I’ve been clocking in so many hours at Mongolian Grill as both Grill Commander and Host with the Most…Energy, of course. So besides playing two odd houseshows with Coffey & the Lungs and practicing Commander Clark songs with a seven-person band (who has since played a Mongo set), I’m living stirfry. But that does NOT mean in ANY WAY that I am not having fun!
Some time ago, I YouTubed “Mongolian Grill” to compare restaurants, specifically Mongolian Grills in Mongolia.

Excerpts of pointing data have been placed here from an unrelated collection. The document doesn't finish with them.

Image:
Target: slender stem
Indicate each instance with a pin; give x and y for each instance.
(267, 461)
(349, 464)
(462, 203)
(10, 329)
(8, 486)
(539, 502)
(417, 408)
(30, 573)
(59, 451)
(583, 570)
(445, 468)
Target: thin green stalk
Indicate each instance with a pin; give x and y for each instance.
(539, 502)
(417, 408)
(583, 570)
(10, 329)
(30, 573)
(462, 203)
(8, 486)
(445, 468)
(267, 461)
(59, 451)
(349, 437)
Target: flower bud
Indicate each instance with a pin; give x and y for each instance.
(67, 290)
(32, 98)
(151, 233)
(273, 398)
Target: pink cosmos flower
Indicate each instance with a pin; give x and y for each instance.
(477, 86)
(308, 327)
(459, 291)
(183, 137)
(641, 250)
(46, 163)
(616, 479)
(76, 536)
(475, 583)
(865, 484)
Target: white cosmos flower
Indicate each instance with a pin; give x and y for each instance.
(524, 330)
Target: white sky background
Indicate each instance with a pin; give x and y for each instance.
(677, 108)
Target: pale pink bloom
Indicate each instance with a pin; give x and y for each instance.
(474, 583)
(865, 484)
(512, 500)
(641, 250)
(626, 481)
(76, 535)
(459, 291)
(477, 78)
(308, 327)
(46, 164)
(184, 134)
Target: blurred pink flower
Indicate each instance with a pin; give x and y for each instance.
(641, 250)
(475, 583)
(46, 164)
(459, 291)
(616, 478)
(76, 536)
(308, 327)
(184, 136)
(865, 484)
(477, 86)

I found awesome videos with grillers performing blade tricks(!), but I also found results for Mongolian Throat Singing.
I found these unreal videos of Mongolians singing 3+ octaves, all at the same time. Intrigued, I typed “mongolian throat singing” into Google. From there, I obtained two albums entitled Hoomii / Urtin Duu and Enchanting Mongolia: Traditional Mongolian Music. Thinking it a smart idea to bring Mongolian music to Mongolian Grill, I transferred the albums to my phone to play them at the restaurant.

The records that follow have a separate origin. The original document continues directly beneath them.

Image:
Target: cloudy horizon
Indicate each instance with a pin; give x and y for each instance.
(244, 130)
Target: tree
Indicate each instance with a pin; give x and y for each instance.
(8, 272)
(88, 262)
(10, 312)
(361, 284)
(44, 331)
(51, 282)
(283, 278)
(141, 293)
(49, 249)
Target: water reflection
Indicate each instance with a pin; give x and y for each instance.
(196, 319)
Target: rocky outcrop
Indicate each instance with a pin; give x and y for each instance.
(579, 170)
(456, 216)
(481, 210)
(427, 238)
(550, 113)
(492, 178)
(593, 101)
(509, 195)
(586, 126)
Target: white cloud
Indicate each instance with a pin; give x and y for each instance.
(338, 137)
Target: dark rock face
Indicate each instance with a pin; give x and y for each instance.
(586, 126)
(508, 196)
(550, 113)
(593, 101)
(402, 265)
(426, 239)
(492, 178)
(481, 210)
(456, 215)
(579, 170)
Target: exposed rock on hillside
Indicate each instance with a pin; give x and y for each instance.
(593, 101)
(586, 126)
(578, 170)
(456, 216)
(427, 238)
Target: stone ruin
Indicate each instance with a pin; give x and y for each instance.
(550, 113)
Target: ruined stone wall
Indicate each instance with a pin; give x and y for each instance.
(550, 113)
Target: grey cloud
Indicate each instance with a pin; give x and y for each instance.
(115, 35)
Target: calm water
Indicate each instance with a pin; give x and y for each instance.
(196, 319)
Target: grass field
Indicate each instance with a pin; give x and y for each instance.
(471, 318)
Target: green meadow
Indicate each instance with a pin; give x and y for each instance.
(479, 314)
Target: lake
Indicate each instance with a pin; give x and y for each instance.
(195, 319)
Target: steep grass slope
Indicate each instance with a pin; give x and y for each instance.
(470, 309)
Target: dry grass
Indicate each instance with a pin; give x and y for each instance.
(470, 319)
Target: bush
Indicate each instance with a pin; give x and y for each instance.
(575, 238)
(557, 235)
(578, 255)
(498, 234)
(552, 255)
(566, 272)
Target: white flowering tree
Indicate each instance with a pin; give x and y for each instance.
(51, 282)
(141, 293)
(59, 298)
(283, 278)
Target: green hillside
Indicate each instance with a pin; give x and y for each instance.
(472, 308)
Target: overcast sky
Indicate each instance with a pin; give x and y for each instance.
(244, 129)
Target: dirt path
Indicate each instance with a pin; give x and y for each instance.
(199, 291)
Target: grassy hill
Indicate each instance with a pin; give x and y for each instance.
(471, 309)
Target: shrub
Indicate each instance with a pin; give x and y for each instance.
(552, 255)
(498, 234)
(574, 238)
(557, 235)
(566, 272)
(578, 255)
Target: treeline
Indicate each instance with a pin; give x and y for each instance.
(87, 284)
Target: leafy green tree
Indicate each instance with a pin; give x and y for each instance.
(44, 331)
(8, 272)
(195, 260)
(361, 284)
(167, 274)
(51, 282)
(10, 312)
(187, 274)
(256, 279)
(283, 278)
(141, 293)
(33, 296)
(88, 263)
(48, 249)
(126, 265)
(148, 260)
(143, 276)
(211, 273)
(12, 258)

I work plenty of grill shifts…mainly closes. I listen to a lot of music to keep life interesting. Arcade Fire’s albums boost my concentrantion, energy and morale, +5 during rushes as well as +10 to life force with North American gothpunk singalongs. I play Rammstein’s live album “Völkerball” to boost my closing focus, agility and +10 to life force with German gothpunk singalongs. But I consistently play Hoomii / Urtin Duu and Enchanting Mongolia. I want to LEARN and PLAY music that can only be unnaturally Mongolian.
While I’d play the song “Edjin Duu” by Okna Tsahan Zam off Hoomii, I sang along to the melody while working, though I knew not the words. The track is interspersed with morin khuur (tradition Mongolian stringed instrument, used extensively throughout both albums), synthesizers, sounds of horses, campfries, ululating choruses with no defining words…I lated watched the movie Mongol and was overexcited at watching GENGHIS KHAN AND HIS BEST FRIEND SING THE SAME LYRICS. Isn’t it strange that at least 3 Mongolian employees have silver-green eyes? And that Genghis himself had shining, silver-green eyes, the very same found in Mongolian Grill?

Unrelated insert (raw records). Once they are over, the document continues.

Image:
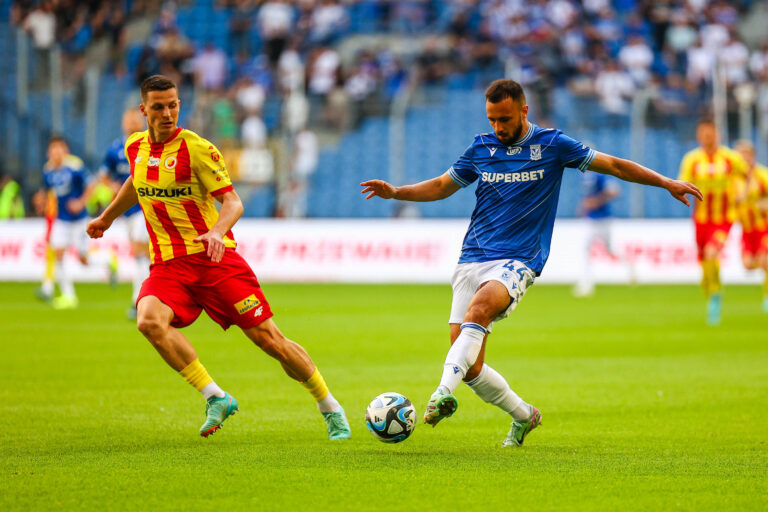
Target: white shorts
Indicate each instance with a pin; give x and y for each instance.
(137, 228)
(65, 233)
(468, 277)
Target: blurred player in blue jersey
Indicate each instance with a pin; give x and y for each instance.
(599, 190)
(116, 166)
(519, 169)
(66, 177)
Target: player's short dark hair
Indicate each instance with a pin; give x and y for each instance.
(156, 83)
(502, 89)
(56, 138)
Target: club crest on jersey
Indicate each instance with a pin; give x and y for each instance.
(247, 304)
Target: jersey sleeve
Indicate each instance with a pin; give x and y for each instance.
(109, 164)
(573, 153)
(686, 168)
(463, 171)
(208, 164)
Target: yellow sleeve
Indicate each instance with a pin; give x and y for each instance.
(739, 164)
(686, 167)
(208, 164)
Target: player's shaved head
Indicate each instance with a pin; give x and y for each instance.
(500, 90)
(133, 121)
(506, 110)
(156, 83)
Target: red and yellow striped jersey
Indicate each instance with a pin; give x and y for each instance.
(176, 182)
(716, 176)
(751, 192)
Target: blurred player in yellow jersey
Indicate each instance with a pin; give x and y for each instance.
(715, 170)
(752, 207)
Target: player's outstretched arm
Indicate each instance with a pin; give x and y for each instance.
(430, 190)
(628, 170)
(123, 200)
(231, 210)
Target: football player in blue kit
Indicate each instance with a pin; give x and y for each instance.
(66, 176)
(519, 169)
(116, 166)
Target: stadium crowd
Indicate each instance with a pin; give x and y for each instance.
(314, 59)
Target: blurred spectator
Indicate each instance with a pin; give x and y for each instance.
(758, 62)
(329, 19)
(614, 87)
(210, 67)
(433, 66)
(290, 69)
(41, 25)
(637, 57)
(275, 20)
(734, 57)
(700, 64)
(306, 151)
(173, 49)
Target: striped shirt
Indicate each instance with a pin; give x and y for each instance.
(176, 182)
(752, 191)
(716, 175)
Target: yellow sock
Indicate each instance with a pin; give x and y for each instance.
(316, 386)
(50, 263)
(196, 374)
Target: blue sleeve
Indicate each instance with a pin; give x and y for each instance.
(464, 172)
(573, 153)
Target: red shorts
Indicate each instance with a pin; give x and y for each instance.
(228, 291)
(754, 242)
(710, 233)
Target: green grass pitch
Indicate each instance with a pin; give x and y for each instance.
(644, 407)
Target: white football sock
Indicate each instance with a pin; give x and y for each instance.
(491, 387)
(461, 356)
(66, 287)
(212, 389)
(140, 273)
(47, 287)
(329, 404)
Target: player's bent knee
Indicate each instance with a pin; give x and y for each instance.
(152, 327)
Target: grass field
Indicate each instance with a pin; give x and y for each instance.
(644, 407)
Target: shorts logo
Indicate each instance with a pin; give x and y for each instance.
(247, 304)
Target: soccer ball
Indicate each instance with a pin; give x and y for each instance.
(390, 417)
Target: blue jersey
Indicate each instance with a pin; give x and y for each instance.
(517, 192)
(116, 165)
(596, 184)
(68, 182)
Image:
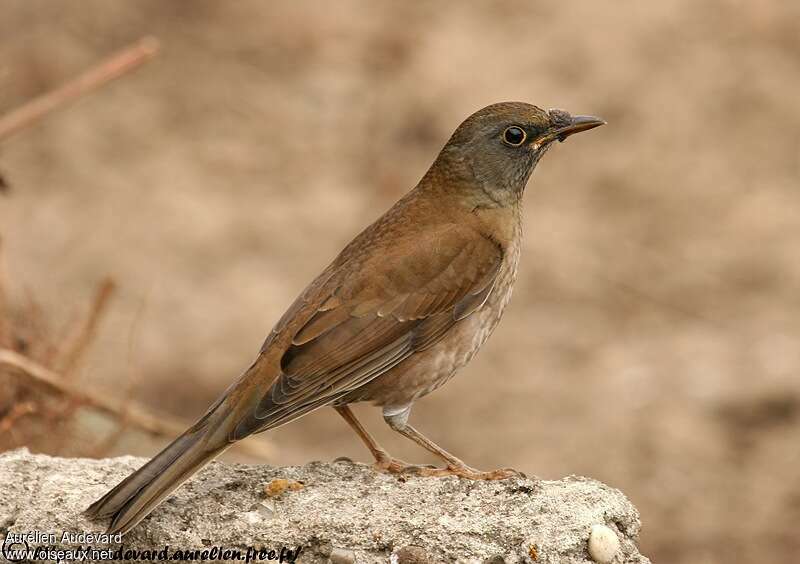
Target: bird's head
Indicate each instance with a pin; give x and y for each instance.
(496, 148)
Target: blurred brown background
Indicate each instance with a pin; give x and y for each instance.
(653, 341)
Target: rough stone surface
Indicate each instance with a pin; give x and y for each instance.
(344, 512)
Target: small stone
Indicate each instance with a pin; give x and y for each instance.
(279, 485)
(342, 556)
(411, 555)
(603, 544)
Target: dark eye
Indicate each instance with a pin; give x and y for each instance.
(514, 136)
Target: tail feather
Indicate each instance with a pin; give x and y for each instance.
(137, 495)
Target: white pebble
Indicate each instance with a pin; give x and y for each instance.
(603, 544)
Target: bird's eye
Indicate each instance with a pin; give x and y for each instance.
(514, 136)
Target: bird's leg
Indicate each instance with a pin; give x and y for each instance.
(455, 466)
(383, 460)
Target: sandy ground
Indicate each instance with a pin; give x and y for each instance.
(653, 341)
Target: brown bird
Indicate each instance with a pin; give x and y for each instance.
(405, 305)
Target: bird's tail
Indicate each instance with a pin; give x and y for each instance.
(136, 496)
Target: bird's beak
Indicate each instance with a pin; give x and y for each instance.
(576, 125)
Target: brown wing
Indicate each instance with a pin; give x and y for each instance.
(373, 313)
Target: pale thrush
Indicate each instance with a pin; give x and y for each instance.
(405, 305)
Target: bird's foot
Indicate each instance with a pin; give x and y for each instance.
(464, 471)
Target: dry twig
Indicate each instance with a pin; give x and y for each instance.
(5, 326)
(130, 413)
(82, 334)
(113, 67)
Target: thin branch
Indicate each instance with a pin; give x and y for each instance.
(130, 413)
(82, 335)
(111, 68)
(5, 313)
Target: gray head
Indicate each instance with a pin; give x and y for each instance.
(500, 145)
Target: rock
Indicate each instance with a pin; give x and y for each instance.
(603, 544)
(343, 511)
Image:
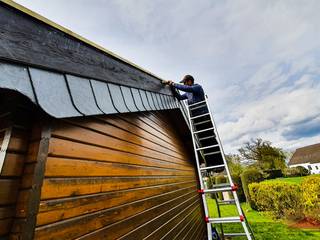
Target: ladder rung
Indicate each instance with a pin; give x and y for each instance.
(226, 202)
(204, 138)
(202, 115)
(201, 106)
(212, 167)
(225, 220)
(211, 146)
(221, 189)
(211, 153)
(234, 234)
(204, 130)
(196, 103)
(195, 124)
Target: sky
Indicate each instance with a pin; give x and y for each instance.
(258, 60)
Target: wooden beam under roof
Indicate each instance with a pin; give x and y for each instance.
(29, 38)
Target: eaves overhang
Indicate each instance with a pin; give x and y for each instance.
(64, 95)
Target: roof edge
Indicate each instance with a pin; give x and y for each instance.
(41, 18)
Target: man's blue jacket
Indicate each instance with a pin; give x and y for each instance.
(193, 93)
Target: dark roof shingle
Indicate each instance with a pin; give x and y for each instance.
(308, 154)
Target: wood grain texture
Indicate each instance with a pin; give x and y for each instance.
(17, 117)
(30, 41)
(108, 177)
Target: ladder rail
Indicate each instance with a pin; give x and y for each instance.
(235, 196)
(205, 207)
(198, 149)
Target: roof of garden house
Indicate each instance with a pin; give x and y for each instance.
(68, 75)
(307, 154)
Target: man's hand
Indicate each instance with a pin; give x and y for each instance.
(167, 82)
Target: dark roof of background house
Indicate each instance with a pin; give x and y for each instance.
(67, 75)
(308, 154)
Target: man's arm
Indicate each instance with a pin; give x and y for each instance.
(186, 88)
(178, 95)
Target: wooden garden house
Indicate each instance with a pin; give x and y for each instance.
(92, 146)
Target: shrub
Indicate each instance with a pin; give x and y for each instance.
(247, 177)
(311, 197)
(237, 180)
(218, 180)
(280, 198)
(273, 173)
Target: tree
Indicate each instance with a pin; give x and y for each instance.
(263, 154)
(234, 163)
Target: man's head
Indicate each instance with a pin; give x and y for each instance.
(188, 80)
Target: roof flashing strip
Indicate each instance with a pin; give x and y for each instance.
(128, 98)
(16, 78)
(82, 95)
(103, 98)
(57, 103)
(117, 98)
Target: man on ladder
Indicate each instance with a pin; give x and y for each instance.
(209, 156)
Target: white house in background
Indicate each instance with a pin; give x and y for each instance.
(307, 157)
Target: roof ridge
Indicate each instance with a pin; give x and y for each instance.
(47, 21)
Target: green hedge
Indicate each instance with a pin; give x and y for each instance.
(273, 173)
(288, 200)
(218, 180)
(311, 197)
(247, 177)
(282, 199)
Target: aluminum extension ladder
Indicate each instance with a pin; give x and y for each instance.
(208, 148)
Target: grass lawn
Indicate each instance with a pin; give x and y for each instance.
(263, 226)
(294, 180)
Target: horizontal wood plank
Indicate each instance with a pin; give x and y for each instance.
(195, 212)
(104, 128)
(13, 165)
(174, 221)
(94, 138)
(71, 187)
(54, 210)
(5, 225)
(8, 191)
(159, 220)
(66, 148)
(133, 126)
(59, 167)
(80, 226)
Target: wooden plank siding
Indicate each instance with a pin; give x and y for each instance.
(12, 115)
(124, 176)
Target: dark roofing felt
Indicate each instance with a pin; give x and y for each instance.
(308, 154)
(64, 95)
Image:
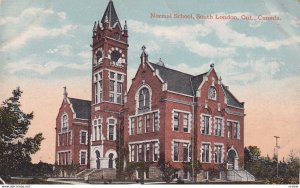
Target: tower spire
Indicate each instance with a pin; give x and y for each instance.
(110, 16)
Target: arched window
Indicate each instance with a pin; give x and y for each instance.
(115, 56)
(99, 56)
(110, 160)
(144, 100)
(97, 159)
(64, 124)
(212, 93)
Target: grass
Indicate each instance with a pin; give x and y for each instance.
(30, 181)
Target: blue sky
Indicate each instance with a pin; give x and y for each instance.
(47, 43)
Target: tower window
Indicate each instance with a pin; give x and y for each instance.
(111, 131)
(176, 151)
(115, 56)
(115, 88)
(98, 87)
(99, 56)
(64, 124)
(144, 100)
(212, 93)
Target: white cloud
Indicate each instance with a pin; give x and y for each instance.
(8, 20)
(65, 50)
(62, 15)
(234, 71)
(30, 64)
(186, 34)
(34, 11)
(34, 32)
(86, 55)
(29, 12)
(234, 38)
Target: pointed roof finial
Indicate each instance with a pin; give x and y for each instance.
(65, 93)
(125, 26)
(160, 62)
(95, 26)
(144, 55)
(106, 19)
(110, 16)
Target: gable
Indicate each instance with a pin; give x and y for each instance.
(82, 108)
(177, 81)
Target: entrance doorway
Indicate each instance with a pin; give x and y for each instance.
(97, 159)
(232, 160)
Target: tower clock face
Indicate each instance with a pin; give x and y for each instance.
(115, 56)
(99, 56)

There’s also a song like “Sygyt”, also off Hoomii, by Ondar Mongun-Ool that chugs and rolls like an old blues song just rolling on that one lone chord…excpet Mongun-Ool is STRUMMING A MORIN KHUUR and singing what must be AND ACTUION PACKED TRIP BY HORSE ACROSS THE ENDLESS MONGOLIAN STEPPE. I want to learn this song and play it, because even though I may be ignorant of the lyrics, I feel a strong emotion about the music. A Mongol life is nonstop atop those Great Plains…I know nothing but the music and Mongol. They both contain these expansive feelings of loneliness but strength and willpower in the face of the worst, which makes the work environment much more enjoyable.
One of the Mongolian Grill “favourites”, however, is a trio of songs: “Seruun Saichan Tshangai (Beautiful Cool Tshanga)”, “Urchan Chongo Salchi” and “Ar Chewtsh.” All of these were performed by the morin khuur and voice duo of Tsh. Batsaichan and N. Norovbansad. “Urchan Chongo Salchi” is about reliving the season of autumn, and the feelings that arise. “Ar Chewtsh” is about young love, and the lack of patience! Miss Norovbansad’s singing is SO INTENSE that it drives both customer and employee to a cringe of delight, amazement and disturbance all at the same time. Maybe I’m the only one feeling the “delight” part, but the music pumps me up as a griller and it’s better than being SILENT and GRUMPY when no one’s talking!!!
A fair amount of customers have complimented the music and I feel, as it is called Mongolian Grill, the restaurant might as well have some authentic Mongolian music. For me to learn and appreciate a completely different music style and to bring that appreciation to my own world of music, it is worth a bit more than just the compliments. Plus, I learned how to say “thank you” in Mongolian.